8. This 65 year old lady is a serious gardener; every day she is bending, lifting and digging for 2 to 3 hours a day. It regularly catches her in the sacroiliac joint, so she has a treatment once a month that sorts it out. She does her lower back exercises faithfully.

9. This 88 year old lady is an inspiration; every day she is busy in the community. With a nasty scoliosis she manages very well with a chiropractic adjustment every six weeks and exercises faithfully done.  

10. Mr X is a 71 year old retired man who wants to continue with maintenance care every six to eight weeks; he had suffered from two years of lower back pain when he first came a year ago. He has no discomfort now after 8 chiropractic treatments, but is aware that danger lurks.

11. Mrs C has been having severe headaches, and taking a lot of analgesics.
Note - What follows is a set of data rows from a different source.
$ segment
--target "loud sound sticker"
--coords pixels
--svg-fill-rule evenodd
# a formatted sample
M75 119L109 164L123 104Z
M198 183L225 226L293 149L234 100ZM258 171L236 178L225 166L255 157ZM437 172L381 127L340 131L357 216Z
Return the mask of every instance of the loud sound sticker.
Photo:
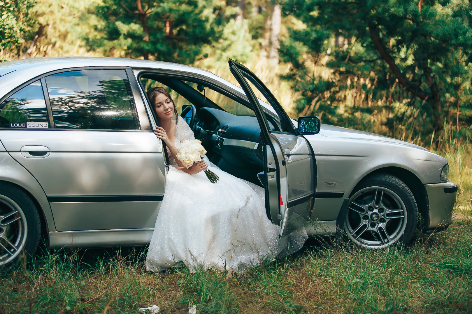
M49 122L10 122L10 127L20 129L49 129Z

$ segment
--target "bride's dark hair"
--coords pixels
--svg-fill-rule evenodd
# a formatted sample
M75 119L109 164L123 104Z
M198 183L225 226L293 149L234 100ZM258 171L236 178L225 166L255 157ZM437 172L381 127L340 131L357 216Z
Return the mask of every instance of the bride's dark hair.
M157 95L160 94L163 94L166 97L170 99L170 101L172 102L172 105L174 105L174 113L176 115L176 123L177 123L177 119L178 117L178 114L177 113L177 108L176 107L176 104L174 102L174 99L172 99L170 94L169 94L169 92L167 91L165 88L160 86L159 86L159 87L153 87L148 91L147 94L148 98L149 98L149 100L151 101L151 104L152 106L153 110L156 110L155 108L156 105L156 97Z

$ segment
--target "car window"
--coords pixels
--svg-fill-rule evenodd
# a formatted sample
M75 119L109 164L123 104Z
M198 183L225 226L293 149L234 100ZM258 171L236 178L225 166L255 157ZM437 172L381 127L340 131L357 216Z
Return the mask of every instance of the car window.
M170 94L170 97L172 97L172 100L174 101L176 107L177 108L177 112L179 114L182 113L182 106L184 105L191 104L191 103L187 100L185 97L160 82L144 77L141 78L141 83L144 87L144 90L146 91L146 93L154 87L163 87Z
M21 89L0 105L0 128L47 129L49 121L39 80Z
M205 94L207 97L227 112L235 115L256 116L252 109L211 89L205 88Z
M192 82L186 82L194 89L197 89L197 84ZM211 88L205 88L205 97L223 109L225 111L235 115L244 115L255 117L255 113L251 108L234 100L229 97L219 93Z
M63 72L46 83L56 128L139 129L125 70Z

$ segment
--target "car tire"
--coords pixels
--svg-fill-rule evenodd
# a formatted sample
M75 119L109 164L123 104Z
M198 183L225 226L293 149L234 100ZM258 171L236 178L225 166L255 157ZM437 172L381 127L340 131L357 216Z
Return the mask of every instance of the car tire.
M382 249L405 245L418 225L418 206L411 190L388 174L361 181L349 197L344 230L356 245Z
M34 203L24 191L0 182L0 269L29 260L41 235L41 221Z

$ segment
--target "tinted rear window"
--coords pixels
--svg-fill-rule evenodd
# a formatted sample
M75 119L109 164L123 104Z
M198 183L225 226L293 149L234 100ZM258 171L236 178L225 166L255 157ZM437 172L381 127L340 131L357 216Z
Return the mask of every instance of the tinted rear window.
M46 82L56 128L139 129L125 70L63 72Z

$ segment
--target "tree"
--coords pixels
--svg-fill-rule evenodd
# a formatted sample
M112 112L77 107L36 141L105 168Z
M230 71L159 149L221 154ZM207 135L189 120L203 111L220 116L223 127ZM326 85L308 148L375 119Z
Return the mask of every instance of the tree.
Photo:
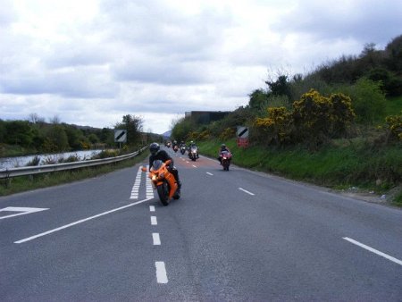
M33 135L28 121L12 121L5 123L5 143L29 147Z
M255 89L250 95L248 105L252 109L261 110L266 105L268 95L263 89Z
M270 91L273 96L286 96L289 100L291 99L290 84L288 81L288 76L280 75L277 80L266 80L265 83L270 88Z
M122 117L122 123L117 123L114 129L127 130L127 143L136 145L141 142L143 120L140 116L127 114Z
M70 148L64 128L54 124L48 129L44 142L44 149L47 152L61 152Z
It's a non complicated upper cervical facet syndrome, and she's doing well.

12. Mr D is a 38 old year man with chronic shoulder pain after a rotator cuff tear playing cricket. It responded well to treatment, but he knows he must do his exercises every day; for two years he couldn't sleep on that shoulder.

13. Mr D, a 71 year old man, has a severe ache in the shoulder and midback since working above his head. Trapped nerve tests are negative but he has advanced degenerative joints of Luschka; after just two treatments he is 50 percent better. Can we reach 90?

And so the day goes; chiropractors shouldn't be treating the elderly most medical sites state but that's so much bunkum.